Дружный смешок в ответ. Скрыв довольную улыбку, прохожу в комнату и заваливаюсь на кровать. А вот теперь можно и отдохнуть, иначе мой организм совсем на меня обидится.
Спать. Ну наконец-то.
…Настойчивое поскрёбывание в дверь выдёргивает из приятной дрёмы. Вспомнив, что леди даже наступив на кошку всегда называет её кошкой, проглатываю нелицеприятное высказывание и отзываюсь мрачным "Не заперто".
Тихо входят Дёмин и Неля. Лица обоих подозрительно невеселы.
— Ну что ещё стряслось? — сама настораживаюсь в предчувствии чего-то весьма нехорошего, что сейчас вывалится на мою бедную головушку. — Что-то с Онезоргом?
Виктор коротко кивает, затягиваясь сигаретой. Неля отворачивается к окну.
— Ты же про пакет тот, что пришёл из штаба вчера, так и не знаешь ничего, — буркнул Дёмин. — А там для нас весьма конкретные указания, дабы после окончания разминирования мы передали Рудольфа в ближайшие органы НКВД. И никаких вариантов.
Вот так вот.
Откидываюсь на подушку. Конечно, я предполагала нечто подобное, но всё равно на душе остаётся горький осадок. И стыд, ибо это ни что иное, как навязанное предательство. Но суть-то от этого не меняется.

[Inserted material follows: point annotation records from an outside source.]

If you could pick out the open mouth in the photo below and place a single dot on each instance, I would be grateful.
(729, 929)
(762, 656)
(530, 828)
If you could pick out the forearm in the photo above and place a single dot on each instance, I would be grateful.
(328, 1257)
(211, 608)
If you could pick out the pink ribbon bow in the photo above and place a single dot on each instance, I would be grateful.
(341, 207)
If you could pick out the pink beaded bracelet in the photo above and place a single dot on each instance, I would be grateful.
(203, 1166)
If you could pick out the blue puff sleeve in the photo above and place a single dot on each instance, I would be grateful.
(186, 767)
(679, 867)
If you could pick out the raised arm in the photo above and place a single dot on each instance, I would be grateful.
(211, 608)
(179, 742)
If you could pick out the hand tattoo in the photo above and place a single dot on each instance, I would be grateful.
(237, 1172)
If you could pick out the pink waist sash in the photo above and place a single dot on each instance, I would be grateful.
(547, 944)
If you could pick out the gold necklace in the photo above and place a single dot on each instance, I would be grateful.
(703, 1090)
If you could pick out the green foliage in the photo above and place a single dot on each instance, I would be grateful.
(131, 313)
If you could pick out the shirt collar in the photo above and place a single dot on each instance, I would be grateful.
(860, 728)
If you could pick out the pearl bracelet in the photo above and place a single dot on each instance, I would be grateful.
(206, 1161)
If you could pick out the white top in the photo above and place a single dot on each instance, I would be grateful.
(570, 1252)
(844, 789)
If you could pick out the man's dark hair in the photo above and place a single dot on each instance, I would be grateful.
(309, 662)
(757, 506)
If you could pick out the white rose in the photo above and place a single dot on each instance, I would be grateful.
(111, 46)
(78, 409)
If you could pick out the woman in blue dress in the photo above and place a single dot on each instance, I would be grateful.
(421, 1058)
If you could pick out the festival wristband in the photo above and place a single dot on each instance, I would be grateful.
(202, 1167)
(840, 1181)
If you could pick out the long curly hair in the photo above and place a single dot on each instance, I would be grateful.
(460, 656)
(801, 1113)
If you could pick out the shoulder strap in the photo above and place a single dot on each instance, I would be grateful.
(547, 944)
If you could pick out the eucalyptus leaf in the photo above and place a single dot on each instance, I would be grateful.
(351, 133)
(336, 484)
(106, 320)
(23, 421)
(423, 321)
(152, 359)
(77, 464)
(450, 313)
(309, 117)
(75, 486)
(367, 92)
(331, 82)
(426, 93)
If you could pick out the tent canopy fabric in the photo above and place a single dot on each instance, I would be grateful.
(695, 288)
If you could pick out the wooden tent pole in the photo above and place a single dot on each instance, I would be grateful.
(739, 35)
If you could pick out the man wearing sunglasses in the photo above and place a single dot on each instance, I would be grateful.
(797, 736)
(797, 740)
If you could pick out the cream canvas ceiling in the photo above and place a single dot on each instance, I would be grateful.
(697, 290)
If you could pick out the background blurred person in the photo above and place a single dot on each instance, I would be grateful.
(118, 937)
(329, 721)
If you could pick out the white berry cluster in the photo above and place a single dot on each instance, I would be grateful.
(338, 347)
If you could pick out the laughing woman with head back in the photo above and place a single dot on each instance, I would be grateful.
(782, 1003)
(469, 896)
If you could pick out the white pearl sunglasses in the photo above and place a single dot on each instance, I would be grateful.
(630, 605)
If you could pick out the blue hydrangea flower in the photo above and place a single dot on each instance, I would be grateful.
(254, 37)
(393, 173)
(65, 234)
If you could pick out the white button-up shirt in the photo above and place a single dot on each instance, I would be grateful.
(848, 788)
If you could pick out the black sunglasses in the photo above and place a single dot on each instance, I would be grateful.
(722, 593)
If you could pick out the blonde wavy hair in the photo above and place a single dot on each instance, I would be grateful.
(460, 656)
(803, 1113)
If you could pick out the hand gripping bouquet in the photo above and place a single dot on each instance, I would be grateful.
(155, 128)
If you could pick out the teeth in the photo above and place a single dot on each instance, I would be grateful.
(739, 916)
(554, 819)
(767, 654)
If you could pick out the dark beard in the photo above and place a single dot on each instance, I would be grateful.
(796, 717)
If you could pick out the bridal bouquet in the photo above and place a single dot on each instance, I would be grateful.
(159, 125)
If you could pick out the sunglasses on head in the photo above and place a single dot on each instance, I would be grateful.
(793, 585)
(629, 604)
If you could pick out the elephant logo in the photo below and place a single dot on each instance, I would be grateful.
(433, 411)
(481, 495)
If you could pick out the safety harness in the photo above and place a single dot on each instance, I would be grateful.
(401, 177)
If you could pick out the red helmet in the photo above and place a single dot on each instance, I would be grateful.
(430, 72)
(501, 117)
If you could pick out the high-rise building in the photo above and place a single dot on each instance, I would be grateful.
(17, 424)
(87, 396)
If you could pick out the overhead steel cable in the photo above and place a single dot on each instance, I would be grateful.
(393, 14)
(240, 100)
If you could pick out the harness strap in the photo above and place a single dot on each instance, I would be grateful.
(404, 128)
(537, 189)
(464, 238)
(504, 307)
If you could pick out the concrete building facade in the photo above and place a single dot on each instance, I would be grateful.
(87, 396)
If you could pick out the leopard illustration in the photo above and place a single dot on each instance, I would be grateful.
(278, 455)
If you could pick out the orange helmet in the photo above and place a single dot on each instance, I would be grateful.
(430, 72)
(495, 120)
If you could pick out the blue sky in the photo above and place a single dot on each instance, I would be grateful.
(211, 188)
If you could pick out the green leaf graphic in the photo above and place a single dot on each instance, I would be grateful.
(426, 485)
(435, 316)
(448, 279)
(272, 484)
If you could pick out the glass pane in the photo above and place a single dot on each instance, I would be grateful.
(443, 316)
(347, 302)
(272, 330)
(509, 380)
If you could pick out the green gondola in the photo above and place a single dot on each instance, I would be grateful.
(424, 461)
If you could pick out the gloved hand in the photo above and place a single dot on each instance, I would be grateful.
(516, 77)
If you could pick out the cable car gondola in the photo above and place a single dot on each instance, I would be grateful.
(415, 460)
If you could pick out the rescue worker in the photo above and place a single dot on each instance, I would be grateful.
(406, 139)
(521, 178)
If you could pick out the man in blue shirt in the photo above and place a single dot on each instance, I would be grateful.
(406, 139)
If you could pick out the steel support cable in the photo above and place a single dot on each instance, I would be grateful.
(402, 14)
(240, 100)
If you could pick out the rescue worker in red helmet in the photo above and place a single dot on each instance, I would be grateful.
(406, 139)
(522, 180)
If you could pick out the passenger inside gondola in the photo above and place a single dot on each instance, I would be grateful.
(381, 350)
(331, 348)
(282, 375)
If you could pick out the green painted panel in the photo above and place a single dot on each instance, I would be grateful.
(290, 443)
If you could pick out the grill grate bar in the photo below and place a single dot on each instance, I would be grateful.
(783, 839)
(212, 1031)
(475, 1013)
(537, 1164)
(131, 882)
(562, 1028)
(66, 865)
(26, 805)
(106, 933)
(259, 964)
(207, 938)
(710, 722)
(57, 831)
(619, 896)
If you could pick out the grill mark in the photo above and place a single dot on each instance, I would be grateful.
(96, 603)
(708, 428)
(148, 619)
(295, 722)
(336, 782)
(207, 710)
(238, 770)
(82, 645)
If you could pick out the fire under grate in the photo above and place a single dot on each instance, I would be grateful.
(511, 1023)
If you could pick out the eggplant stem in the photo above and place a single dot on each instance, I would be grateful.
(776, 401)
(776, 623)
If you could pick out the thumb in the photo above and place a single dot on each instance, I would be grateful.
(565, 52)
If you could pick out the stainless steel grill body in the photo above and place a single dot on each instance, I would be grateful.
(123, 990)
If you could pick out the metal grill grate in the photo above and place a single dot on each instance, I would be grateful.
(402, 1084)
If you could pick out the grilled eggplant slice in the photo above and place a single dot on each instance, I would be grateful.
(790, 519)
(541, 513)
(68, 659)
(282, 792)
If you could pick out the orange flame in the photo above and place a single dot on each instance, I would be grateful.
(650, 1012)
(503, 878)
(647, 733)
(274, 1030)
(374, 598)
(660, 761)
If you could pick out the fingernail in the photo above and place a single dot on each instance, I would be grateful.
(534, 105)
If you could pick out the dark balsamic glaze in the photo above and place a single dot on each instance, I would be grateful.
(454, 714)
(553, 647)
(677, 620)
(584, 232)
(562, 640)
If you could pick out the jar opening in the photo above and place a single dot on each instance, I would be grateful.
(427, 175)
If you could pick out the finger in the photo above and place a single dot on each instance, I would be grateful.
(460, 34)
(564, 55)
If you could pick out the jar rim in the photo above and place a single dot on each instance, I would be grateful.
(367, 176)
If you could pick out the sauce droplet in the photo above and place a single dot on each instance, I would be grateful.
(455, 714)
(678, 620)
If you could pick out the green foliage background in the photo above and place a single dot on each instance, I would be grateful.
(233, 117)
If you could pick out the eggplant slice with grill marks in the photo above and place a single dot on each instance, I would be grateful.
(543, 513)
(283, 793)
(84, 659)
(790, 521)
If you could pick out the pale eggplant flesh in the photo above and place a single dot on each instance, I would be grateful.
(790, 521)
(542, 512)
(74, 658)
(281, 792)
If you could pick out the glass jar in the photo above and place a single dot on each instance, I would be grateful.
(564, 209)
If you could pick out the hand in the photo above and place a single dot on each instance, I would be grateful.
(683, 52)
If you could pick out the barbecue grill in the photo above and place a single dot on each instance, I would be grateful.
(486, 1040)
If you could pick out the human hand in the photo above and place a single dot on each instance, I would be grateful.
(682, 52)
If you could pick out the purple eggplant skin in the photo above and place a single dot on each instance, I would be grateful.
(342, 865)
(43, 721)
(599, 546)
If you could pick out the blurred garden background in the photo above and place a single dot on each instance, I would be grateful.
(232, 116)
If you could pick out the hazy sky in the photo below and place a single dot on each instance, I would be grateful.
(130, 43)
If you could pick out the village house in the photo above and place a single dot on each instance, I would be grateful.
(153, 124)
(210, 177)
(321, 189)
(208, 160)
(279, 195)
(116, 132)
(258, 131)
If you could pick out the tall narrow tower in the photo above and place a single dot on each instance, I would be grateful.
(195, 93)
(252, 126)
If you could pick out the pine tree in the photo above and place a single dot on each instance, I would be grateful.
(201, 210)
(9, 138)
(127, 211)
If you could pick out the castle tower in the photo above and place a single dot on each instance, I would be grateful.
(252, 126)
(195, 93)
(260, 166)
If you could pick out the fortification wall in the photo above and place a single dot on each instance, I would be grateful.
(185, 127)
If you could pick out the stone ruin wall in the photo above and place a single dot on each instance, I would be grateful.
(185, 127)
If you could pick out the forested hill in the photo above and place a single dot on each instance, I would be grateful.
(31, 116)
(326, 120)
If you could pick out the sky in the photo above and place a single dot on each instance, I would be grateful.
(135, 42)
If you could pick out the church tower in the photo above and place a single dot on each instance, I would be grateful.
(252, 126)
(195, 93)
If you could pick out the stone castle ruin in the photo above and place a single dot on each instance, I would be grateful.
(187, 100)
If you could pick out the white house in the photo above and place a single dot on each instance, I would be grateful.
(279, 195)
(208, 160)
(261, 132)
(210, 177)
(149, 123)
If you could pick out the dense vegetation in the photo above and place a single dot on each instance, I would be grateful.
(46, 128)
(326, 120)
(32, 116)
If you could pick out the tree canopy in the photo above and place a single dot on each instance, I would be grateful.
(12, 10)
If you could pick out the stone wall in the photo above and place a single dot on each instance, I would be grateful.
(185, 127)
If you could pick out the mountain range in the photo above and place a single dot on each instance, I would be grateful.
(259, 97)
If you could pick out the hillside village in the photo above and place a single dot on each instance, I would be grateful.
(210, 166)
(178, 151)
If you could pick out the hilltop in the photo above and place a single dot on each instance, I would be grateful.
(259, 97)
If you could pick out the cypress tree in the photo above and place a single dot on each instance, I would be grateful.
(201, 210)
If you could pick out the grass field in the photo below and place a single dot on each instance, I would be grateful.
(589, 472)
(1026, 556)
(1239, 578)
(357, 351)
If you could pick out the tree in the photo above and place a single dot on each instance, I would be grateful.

— Что будем делать, Оль? — тихо спрашивает Неля. Всё ещё не поворачивается, словно боясь посмотреть мне в глаза и увидеть там железную принципиальность палача.
— Что делать, что делать… Пока ничего не делать, вести себя тихо и не нарываться.
— А потом? Ты же понимаешь, что рано или поздно…
— А потом будет побег! — рявкаю, не сдержавшись. Они что, действительно думают, что я так просто сдам друга? Даже не попытавшись ничего изменить?
…Дубина несчастная, на что ты подписываешься! Ты же прекрасно знаешь, что тебе строго настрого запрещены вмешательства в дела этого времени. Запрещено — железным табу — изменять чужие судьбы. Так какого чёрта ты уже вторично собираешься это сделать?!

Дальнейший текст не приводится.